Rappelons que le projet de champ captant des Landes du Médoc vise « à réaliser une dizaine de forages sur les communes du Temple et de Saumos pour approvisionner en eau potable l’agglomération de Bordeaux et les territoires ruraux périphériques». 

Le projet a été initié après une expertise révélant une surexploitation de certaines ressources. Ce qui impose aujourd’hui une réduction des prélèvements en excès par des économies d’eau complétées par des substitutions de ressource. En clair, les nappes exploitées autour de Bordeaux montrent des signes de fatigue. Il faut donc anticiper les problèmes d’alimentation en eau potable qui pourraient se poser à l’avenir.

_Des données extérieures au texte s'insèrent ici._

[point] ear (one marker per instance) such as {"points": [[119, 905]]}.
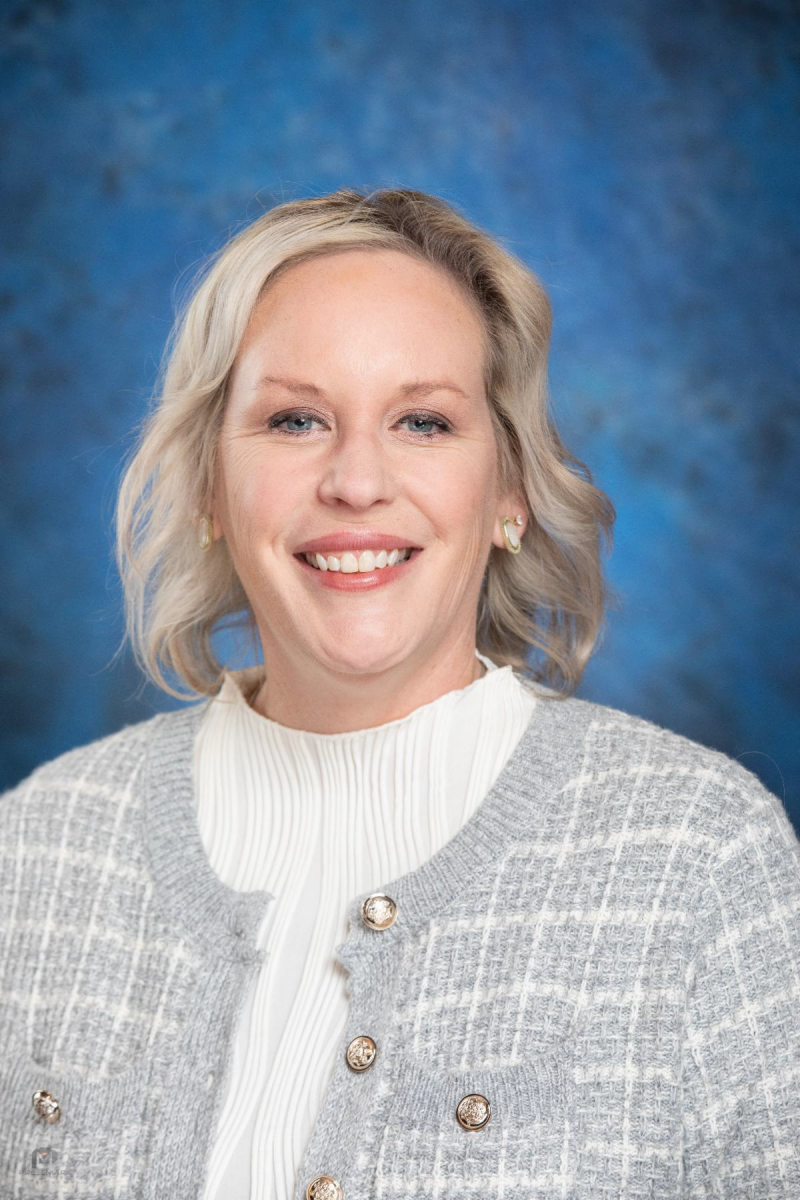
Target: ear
{"points": [[509, 505], [212, 511]]}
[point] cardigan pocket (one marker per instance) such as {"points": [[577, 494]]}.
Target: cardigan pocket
{"points": [[97, 1120], [525, 1149], [97, 1116]]}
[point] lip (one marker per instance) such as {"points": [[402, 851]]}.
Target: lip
{"points": [[359, 581], [354, 540]]}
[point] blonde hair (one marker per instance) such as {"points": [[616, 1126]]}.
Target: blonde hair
{"points": [[551, 598]]}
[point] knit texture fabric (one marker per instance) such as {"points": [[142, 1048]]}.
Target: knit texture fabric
{"points": [[608, 951]]}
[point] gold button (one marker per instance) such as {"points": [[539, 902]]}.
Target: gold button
{"points": [[47, 1107], [379, 911], [473, 1111], [361, 1053], [324, 1187]]}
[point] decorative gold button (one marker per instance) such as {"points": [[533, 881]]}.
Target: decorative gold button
{"points": [[379, 911], [473, 1111], [324, 1187], [47, 1107], [361, 1053]]}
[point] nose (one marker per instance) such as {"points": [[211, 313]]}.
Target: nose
{"points": [[358, 471]]}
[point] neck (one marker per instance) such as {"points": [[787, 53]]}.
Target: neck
{"points": [[359, 702]]}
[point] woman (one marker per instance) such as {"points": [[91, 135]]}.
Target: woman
{"points": [[396, 913]]}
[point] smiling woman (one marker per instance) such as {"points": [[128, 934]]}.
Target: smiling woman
{"points": [[355, 364], [390, 911]]}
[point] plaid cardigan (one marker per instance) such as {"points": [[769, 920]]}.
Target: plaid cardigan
{"points": [[590, 990]]}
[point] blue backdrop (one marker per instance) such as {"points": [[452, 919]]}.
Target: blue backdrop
{"points": [[639, 156]]}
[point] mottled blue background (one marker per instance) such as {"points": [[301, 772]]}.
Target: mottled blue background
{"points": [[641, 156]]}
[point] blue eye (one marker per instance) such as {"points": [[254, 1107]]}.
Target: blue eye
{"points": [[420, 418]]}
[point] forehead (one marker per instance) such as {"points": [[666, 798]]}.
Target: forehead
{"points": [[360, 299]]}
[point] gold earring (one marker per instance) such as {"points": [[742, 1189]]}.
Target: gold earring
{"points": [[206, 533], [510, 538]]}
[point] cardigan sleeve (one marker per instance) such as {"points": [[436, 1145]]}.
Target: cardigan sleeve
{"points": [[741, 1048]]}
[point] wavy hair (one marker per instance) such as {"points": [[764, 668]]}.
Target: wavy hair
{"points": [[549, 599]]}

D’autant plus que la métropole bordelaise connaît une forte hausse démographique. Ce qui n’a échappé à personne.  

Un effet très limité… 

En venant rencontrer les sylviculteurs au Temple, la délégation emmenée par la vice-présidente Anne-Lise Jacquet avait un double objectif. Le premier consistait à rassurer les propriétaires forestiers concernés par le projet en présentant une étude réalisée par l’Institut national de la recherche agronomique (Inra). Les conclusions assurent que l’effet du champ captant, qui va puiser de l’eau dans l’Oligocène (nappe profonde), n’a qu’un impact très limité sur les nappes d’eau de surface. Celles qui alimentent la forêt. Selon deux scénarios, la production de pin maritime ne serait pas affectée Les techniciens ont pris en compte la problématique du réchauffement climatique pour évaluer cette tendance. Malgré la démonstration faite, les sylviculteurs se sont montrés peu convaincus. Jean-Pierre Turon, le maire de Bassens, qui pilote ce dossier champ captant avec Anne-Lise Jacquet à Bordeaux Métropole, a d’ailleurs proposé de revenir au mois de janvier avec des hydrogéologues et des techniciens spécialistes des forages pour répondre à toutes les inquiétudes formulées par les sylviculteurs.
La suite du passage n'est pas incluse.